There are more than a few challenges in assembling a small team and beginning independent production of a passion project, however. With no publisher to look to for funding, money can be hard to come by. Montreal and other large cities in Quebec nevertheless attract many start-up companies because of their highly competitive tax program. In 1996, the provincial government launched a tax credit incentive for production of interactive digital media that can cover up to 37% of development costs. Initiated to encourage growth in the entertainment technology sector, the program is a godsend for small teams working full time.

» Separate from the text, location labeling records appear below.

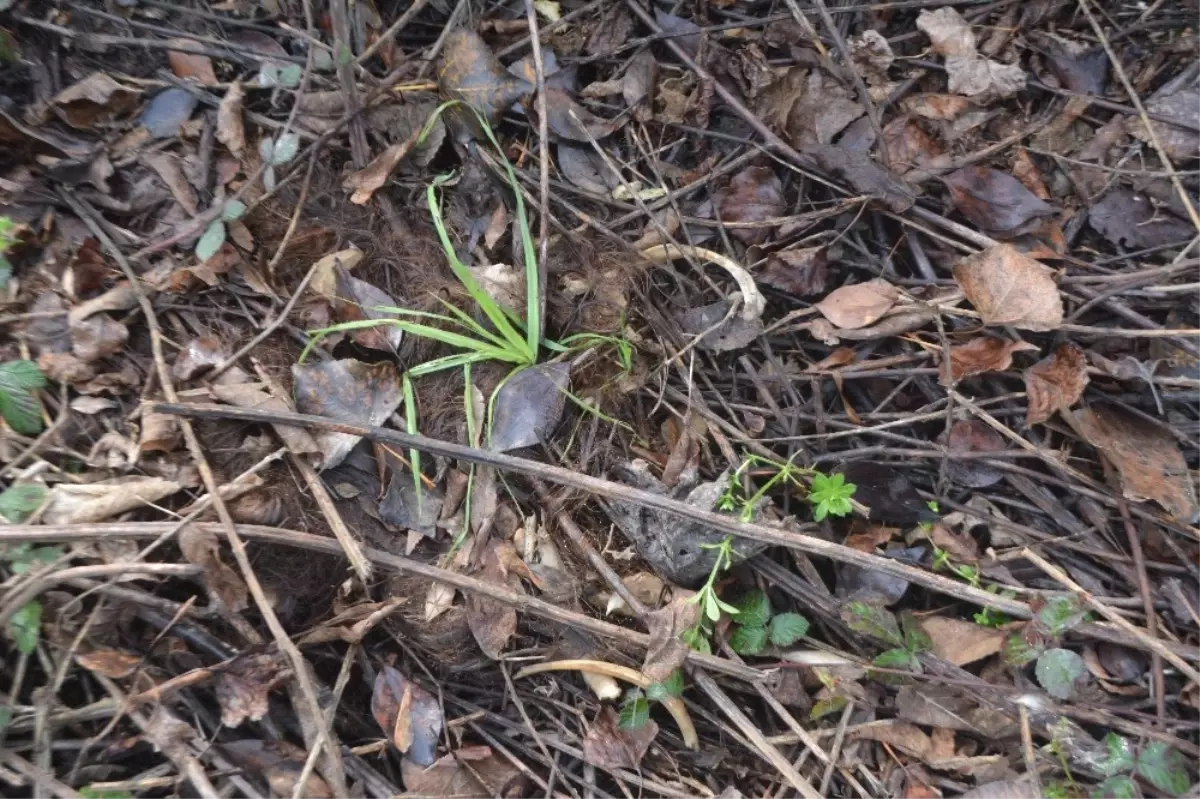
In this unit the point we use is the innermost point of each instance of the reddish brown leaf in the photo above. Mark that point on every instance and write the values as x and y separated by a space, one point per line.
754 194
1149 457
859 304
244 686
469 773
191 65
609 746
1009 288
409 715
963 642
994 200
801 270
979 355
1055 383
113 664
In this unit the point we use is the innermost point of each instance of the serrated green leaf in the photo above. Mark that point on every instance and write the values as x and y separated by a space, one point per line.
18 402
1116 787
18 502
748 641
25 625
915 637
635 713
211 240
1060 614
233 210
874 620
1119 757
786 629
286 148
898 658
1163 767
754 610
1018 652
1057 671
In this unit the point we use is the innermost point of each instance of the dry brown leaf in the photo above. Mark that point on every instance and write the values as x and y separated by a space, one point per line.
1055 383
231 126
858 305
610 746
366 181
199 546
1009 288
468 773
113 664
191 65
979 355
1149 458
961 642
244 686
96 502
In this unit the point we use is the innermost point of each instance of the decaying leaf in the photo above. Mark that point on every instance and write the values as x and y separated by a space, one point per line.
994 200
243 688
468 773
528 407
199 546
1009 288
607 745
1055 383
231 126
1149 458
859 304
753 196
961 642
191 65
96 502
409 716
347 390
493 623
979 355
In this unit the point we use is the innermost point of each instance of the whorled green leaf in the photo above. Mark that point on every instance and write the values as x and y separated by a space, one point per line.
1057 672
1163 767
18 502
754 610
748 641
19 406
211 240
786 629
635 713
1119 756
873 620
25 625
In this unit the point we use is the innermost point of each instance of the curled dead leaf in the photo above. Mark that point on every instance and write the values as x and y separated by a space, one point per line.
1009 288
859 304
1055 383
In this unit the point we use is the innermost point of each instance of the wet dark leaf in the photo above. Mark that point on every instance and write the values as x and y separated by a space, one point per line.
994 200
799 270
411 716
1055 383
351 391
528 407
609 745
1131 220
1009 288
1149 457
167 112
753 196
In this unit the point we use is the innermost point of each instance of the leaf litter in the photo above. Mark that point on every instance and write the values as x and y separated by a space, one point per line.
955 295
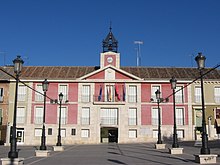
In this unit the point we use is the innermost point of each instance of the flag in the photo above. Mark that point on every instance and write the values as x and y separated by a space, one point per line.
110 94
116 93
107 93
124 93
100 94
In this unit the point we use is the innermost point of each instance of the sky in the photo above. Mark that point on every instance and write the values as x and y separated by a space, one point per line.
70 32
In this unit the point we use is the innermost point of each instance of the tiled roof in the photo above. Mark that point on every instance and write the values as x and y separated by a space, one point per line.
74 72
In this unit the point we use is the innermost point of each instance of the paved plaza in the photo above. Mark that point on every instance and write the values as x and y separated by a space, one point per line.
114 154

Unfortunately, the government is beginning to cut back on the tax credits, threatening to disturb emerging and long-standing studios in Quebec. Not only are large companies shaken by the rise of operational costs, they're hesitant to make major investments. The Minister of Finance has been understanding in this regard, pledging to compensate Ubisoft Montreal as well as Warner Bros. Games for the reduction of tax credits due to a prior agreement. Other developers aren't so lucky: Montreal's second largest studio, Eidos Montreal, must completely revisit its financial forecast.

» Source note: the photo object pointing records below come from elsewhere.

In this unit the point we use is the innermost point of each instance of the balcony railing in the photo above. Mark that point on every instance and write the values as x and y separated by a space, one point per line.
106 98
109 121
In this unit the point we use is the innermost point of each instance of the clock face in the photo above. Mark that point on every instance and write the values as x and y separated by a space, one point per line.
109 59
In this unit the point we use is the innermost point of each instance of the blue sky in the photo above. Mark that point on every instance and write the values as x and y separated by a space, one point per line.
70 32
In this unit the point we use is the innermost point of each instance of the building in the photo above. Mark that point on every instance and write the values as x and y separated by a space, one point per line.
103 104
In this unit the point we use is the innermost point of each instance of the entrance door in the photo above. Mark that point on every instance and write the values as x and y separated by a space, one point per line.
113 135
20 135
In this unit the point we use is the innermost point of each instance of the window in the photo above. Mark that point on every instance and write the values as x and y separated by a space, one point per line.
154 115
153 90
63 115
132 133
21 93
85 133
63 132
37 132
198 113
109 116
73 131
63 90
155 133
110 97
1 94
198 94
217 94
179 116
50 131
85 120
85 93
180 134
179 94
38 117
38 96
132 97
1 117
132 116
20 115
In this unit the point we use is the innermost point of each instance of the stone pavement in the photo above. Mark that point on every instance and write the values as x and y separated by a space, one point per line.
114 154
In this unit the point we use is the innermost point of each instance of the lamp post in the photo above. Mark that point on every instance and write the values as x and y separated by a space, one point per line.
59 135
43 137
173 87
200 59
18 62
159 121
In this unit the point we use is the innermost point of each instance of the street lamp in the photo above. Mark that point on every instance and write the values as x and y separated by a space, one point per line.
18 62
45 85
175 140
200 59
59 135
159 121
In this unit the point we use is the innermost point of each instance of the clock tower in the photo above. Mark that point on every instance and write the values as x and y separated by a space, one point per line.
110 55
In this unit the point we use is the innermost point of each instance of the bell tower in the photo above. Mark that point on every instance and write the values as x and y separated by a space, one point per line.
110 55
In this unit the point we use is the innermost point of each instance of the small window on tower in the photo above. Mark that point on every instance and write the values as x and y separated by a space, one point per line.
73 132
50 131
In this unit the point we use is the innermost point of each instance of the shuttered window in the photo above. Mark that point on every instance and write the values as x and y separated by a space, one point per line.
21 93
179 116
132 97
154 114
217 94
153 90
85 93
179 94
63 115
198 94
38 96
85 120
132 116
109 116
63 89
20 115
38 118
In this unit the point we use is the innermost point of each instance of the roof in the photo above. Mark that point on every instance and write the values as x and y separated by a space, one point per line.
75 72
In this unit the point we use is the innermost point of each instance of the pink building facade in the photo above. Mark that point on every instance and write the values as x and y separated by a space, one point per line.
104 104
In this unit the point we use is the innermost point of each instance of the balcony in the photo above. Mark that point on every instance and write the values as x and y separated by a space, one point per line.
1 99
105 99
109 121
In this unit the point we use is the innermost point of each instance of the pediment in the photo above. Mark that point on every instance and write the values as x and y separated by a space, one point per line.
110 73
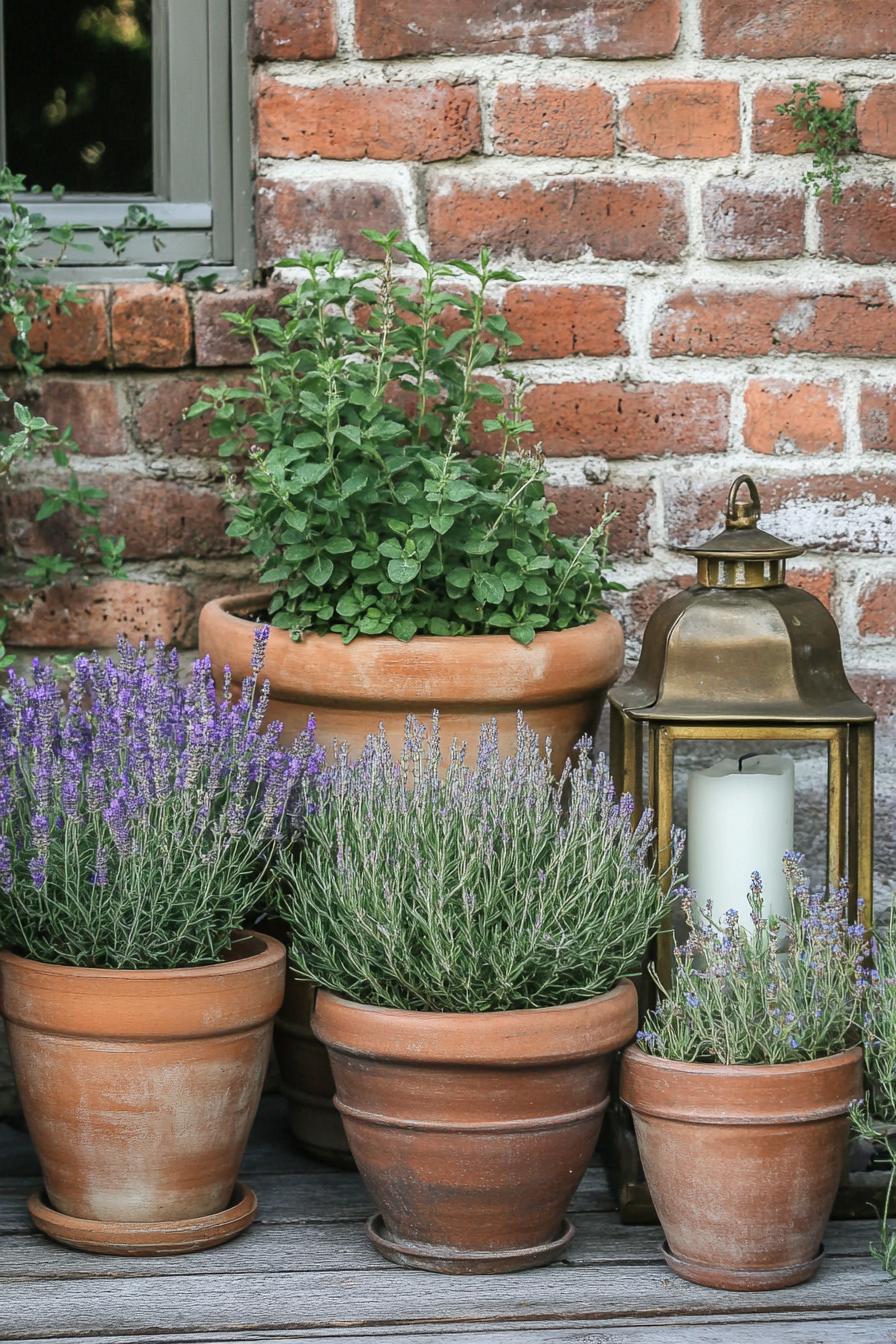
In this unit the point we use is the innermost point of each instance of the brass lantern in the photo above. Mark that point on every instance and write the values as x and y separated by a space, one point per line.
740 656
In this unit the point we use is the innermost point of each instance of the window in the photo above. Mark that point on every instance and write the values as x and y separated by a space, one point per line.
133 101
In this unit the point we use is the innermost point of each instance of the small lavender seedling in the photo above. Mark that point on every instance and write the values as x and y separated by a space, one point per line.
137 815
452 887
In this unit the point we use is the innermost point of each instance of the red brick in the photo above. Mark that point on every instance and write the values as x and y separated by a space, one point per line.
66 339
85 616
877 610
159 519
294 30
777 135
151 325
786 418
852 320
774 28
552 121
683 118
614 30
629 420
855 514
876 121
559 219
863 226
743 222
556 320
89 406
320 215
877 418
425 122
582 507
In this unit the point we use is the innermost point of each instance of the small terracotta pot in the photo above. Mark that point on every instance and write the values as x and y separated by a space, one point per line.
472 1130
742 1161
140 1086
559 680
306 1078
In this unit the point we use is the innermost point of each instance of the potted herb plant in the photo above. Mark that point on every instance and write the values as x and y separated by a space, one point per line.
136 824
406 573
740 1086
472 928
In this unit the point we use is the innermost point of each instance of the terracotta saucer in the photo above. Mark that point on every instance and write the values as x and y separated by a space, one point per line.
176 1238
742 1280
446 1260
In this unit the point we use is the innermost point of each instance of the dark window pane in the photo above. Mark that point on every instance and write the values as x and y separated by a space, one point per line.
78 93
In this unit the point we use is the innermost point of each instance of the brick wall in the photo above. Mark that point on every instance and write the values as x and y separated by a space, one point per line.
688 311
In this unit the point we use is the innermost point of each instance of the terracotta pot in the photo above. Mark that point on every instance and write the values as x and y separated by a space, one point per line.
743 1161
559 680
472 1130
140 1086
306 1078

The tax credit cuts are worrisome, to be sure, but some argue that they are no longer necessary in the current economic climate. Guillaume Provost, head of indie studio Compulsion Games, points out that "tax credits were important 15 years ago to attract the industry to Montreal." As the game industry evolves at a dizzying speed, it's no wonder economic circumstances shift as well. Thankfully, Montreal has another redeeming quality that should keep developers from packing up: a palpable multiculturalism makes for an unrivaled breadth of creative diversity. Stéphane D'Astous, former general manager at Eidos, appreciates Montreal because it has the privilege of not making Europeans feel like strangers while simultaneously conforming to the "fast-paced business style of North America." This combination makes the city especially appealing to foreign developers, D'Astous explains.

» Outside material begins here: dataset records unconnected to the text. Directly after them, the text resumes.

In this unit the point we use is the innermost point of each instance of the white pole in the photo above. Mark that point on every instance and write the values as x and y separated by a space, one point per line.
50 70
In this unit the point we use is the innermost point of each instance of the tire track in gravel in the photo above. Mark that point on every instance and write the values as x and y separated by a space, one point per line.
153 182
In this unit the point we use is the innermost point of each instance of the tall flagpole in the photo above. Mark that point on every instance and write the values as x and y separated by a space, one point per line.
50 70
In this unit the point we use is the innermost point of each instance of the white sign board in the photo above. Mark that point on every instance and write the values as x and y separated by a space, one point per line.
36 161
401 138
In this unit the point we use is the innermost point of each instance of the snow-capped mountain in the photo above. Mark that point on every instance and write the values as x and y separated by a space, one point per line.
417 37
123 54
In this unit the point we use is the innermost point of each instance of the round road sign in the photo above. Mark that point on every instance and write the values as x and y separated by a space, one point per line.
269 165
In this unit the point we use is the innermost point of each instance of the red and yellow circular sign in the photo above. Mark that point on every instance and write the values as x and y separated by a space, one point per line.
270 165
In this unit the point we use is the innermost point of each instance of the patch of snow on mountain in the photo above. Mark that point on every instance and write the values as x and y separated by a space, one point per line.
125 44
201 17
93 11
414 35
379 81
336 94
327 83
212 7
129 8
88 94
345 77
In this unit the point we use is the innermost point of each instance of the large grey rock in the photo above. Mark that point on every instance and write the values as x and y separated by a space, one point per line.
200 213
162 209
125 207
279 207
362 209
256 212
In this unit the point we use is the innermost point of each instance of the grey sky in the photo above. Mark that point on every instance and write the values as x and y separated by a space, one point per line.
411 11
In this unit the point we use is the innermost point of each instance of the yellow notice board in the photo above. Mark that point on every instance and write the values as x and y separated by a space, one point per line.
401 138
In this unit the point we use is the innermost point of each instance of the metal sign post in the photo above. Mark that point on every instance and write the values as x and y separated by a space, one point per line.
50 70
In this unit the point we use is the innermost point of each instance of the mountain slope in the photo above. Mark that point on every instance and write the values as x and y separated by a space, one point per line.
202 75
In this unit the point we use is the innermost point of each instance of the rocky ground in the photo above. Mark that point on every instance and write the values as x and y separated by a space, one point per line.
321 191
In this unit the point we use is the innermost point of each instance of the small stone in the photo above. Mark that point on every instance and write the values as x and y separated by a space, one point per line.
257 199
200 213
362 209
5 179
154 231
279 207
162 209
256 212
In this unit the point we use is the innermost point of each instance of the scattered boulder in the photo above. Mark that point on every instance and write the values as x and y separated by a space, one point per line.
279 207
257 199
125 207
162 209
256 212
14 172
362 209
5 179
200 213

With so many passionate developers and players, it's no wonder Montreal has a few gaming celebrations of its own. Montreal Joue, which comprises over 300 activities spanning over two weeks, is one of the most well-known. Around spring break, select game studios hold open houses and others invite interested students or developers-to-be for information sessions. Child-friendly live-action role-playing (LARPing) activities are planned all over the city, where players can fight it with styrofoam weapons while pretending to be famous characters. Many Montrealers also dress up to attend ComicCon, an annual convention where video games, comic books, and other pop culture products take centre stage.

All in all, Montreal is a first-rate place to be to make games. Capable students come out of school excited to join large or small development teams, studios of all sizes can get government funding, and the city is a great fit for new Canadian residents. Plus, being based in Montreal ensures developers that they are in great proximity to everything game-related. Factor in the ripple effect of having more and more studios put down roots in Montreal, and it's hard to ask for a better milieu to bask in the greatness of video games.


Nice, very informative article! It covers a lot of information without being overwhelming. I'll definitely keep it around for reference.

I've always found it great that such a reputable game developer is based in Montreal. I also like the way you made Stéphane D'Astous's mugshot only take up half the page; my only suggestion is to add captions to the image, as well as to the other two images.